Golang and Unicode

First what’s a string in go ?

In go a string is an immutable slice of byte.

In go every string you declare is UTF-8 encoded (but the one you get from user may have different encoding; you must absolutely know the encoding of a string you get).

Some definition

Unicode define every letter in the world as code points.

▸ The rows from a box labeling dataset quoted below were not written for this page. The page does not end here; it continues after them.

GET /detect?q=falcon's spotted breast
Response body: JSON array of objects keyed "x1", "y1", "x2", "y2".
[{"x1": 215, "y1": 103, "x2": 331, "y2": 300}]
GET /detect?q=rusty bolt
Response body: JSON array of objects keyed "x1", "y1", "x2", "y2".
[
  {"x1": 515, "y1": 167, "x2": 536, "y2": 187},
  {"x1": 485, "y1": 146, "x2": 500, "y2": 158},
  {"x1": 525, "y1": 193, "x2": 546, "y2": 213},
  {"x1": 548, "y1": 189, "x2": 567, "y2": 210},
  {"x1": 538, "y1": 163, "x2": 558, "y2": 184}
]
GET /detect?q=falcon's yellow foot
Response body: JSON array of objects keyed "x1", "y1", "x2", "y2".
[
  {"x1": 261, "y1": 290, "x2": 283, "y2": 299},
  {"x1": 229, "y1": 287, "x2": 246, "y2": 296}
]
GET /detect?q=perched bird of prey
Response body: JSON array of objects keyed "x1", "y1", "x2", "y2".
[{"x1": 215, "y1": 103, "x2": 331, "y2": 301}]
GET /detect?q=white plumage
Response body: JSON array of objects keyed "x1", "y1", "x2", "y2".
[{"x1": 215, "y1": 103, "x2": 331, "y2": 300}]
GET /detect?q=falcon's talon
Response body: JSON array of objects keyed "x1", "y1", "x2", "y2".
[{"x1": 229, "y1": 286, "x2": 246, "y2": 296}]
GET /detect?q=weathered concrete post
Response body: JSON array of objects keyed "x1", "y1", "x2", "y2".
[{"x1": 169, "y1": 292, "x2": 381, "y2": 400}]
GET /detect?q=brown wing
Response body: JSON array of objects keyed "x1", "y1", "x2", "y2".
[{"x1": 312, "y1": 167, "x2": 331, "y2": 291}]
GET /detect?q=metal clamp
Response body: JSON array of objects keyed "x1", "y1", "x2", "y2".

UTF-8 is a manner to encode all this code point (there is many : UTF-16, UTF-32, UTF-7), UTF-8 is the one used for best space efficiency : a char can be 1 byte (with ASCII table compatibility) or more (up to 4); comparing to UTF-16 where the minimum size is 2 bytes; UTF-32 is best for speed in string manipulation (knowing that every code points is always 4 bytes enable random access : string slicing is O(1) in UTF-32 and O(n) in UTF-8) … and UTF-7 is a bizarre Unicode unofficial encoding used only by imap, let’s not worry about it.

Go use UTF-8 internally, the unicode “code point” is referred as “rune” in Go.

Usage

You can convert a string to its rune equivalent :

// Convert str to slice of runes ( = slice of unicode code point)
runes := []rune(str)

// substring to keep the five first char :
five_first_runes := runes[:5]

Runes can be cut with no worry for example : 你们好 can be cut without risk of cutting a character that is more than 1 byte long in half.

You should always use runes to manipulate safely string !

If we have done str[:5] it will have failed badly if the string where “你们好” → all these Chinese char is 3 bytes long so cutting at 5 we will not get 5 char + the string will be incorrect because the char 们 will be cut.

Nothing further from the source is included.